Hal tersebut disampaikan Direktur Wahana Lingkungan Hidup (Walhi) Aceh, TM Zulfikar, Senin (4/10), di Banda Aceh. Menurutnya, kondisi hutan Seulawah saat ini memang sangat buruk. Setiap pelintas yang melewati jalan Banda Aceh-Medan, dapat melihat daerah Seulawah itu dirambah. Bahkan secara terang-terangan perambahan terjadi persis di pinggir jalan raya.
Walhi Aceh terus mengingatkan pihak terkait guna memastikan proses penyelamatan lingkungan hidup bisa tercapai terutama dalam sektor kehutanan. "Persoalan-persoalan kehutanan harus didiskusikan bersama. Apalagi di tingkat nasional, Menteri Kehutanan sudah setuju hutan Aceh menjadi stressing hutan Indonesia," katanya.
Sementara itu, Ir Fakhruddin Panglima Polem, Kepala Dinas Kehutanan dan Perkebunan (Dishutbun) Provinsi Aceh, berencana membuat pagar pembatas Taman Hutan agar pengelolaan dapat dilaksanakan dengan baik. "Dinas telah berupaya untuk melindungi Tahura tersebut dengan berbagai program di antaranya pembuatan pagar kawat. Pagar ini maksudnya bukan supaya masyarakat tidak bisa melewati kawasan itu tapi untuk memperjelas batas kawasan," ujarnya.
Hanya sayangnya pembuatan pagar tersebut sepertinya mendapat gangguan dari oknum-oknum tertentu. "Patok pembatas banyak yang dicabuti, sehingga menghambat pembuatan," katanya.
Pemasangan kawat pembatas direncanakan sepanjang 10,2 kilometer.

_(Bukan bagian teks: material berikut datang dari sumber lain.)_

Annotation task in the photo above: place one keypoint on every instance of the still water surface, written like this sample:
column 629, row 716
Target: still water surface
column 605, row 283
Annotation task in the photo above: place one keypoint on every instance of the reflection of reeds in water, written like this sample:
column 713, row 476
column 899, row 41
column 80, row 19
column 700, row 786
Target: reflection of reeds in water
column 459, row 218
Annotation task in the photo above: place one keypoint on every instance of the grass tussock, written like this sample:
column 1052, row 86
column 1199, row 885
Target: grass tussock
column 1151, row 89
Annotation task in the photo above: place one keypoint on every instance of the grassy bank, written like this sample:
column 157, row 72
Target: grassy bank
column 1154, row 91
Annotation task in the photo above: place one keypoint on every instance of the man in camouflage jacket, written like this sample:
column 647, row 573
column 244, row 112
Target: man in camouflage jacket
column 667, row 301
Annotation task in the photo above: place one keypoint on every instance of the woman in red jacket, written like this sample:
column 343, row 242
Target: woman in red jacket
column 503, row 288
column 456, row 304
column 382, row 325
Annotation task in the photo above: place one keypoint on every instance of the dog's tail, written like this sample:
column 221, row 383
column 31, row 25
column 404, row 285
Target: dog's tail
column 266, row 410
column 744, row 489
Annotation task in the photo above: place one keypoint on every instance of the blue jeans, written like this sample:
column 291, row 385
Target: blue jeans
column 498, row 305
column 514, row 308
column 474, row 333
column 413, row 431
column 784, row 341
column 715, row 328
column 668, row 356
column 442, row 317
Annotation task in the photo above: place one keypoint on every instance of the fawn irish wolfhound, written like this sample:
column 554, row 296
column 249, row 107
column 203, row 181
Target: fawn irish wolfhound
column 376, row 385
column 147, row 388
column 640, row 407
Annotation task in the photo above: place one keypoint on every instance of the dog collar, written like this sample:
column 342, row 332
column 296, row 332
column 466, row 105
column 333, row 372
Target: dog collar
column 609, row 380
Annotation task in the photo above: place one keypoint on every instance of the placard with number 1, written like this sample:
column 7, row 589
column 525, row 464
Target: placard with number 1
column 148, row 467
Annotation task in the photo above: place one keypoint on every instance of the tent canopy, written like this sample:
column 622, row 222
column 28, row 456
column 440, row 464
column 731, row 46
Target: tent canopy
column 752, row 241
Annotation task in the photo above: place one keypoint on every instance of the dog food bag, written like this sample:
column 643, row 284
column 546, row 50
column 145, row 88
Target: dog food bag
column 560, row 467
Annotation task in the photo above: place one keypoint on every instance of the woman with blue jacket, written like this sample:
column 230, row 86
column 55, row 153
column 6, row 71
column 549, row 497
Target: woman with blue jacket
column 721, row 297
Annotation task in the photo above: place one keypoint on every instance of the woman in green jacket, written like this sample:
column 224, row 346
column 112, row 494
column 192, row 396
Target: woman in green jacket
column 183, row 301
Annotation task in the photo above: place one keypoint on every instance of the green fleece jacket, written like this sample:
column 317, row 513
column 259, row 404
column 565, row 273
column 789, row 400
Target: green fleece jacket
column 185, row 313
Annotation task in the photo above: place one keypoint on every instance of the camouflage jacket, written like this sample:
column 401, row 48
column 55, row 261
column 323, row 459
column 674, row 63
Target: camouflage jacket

Saat ini, pihaknya sedang mensosialiasi kepada masyarakat tentang perlunya menjaga Taman Hutan Raya Cut Nyak Dhien.
Banyak rumah-rumah non permanen yang berdiri di dalam Taman Hutan Raya tersebut. Masyarakat membuat kebun dan ladang di tengah Taman Hutan. Padahal daerah ini dulunya sama sekali tidak berpenghuni. Pasca konflik, perambahan semakin dalam ke daerah tersebut.
Taman Hutan Raua Cut Nyak Dhien terletak di Saree Kabupaten Aceh Besar dibentuk berdasarkan Surat Keputusan Menteri Kehutanan No. 1/Kpts-II/1998 Tanggal 5 Januari 1998. Selanjutnya ditetapkan berdasarkan Surat Keputusan Menteri Kehutanan No.95 /Kpts-II/2001 Tanggal 15 Maret 2001.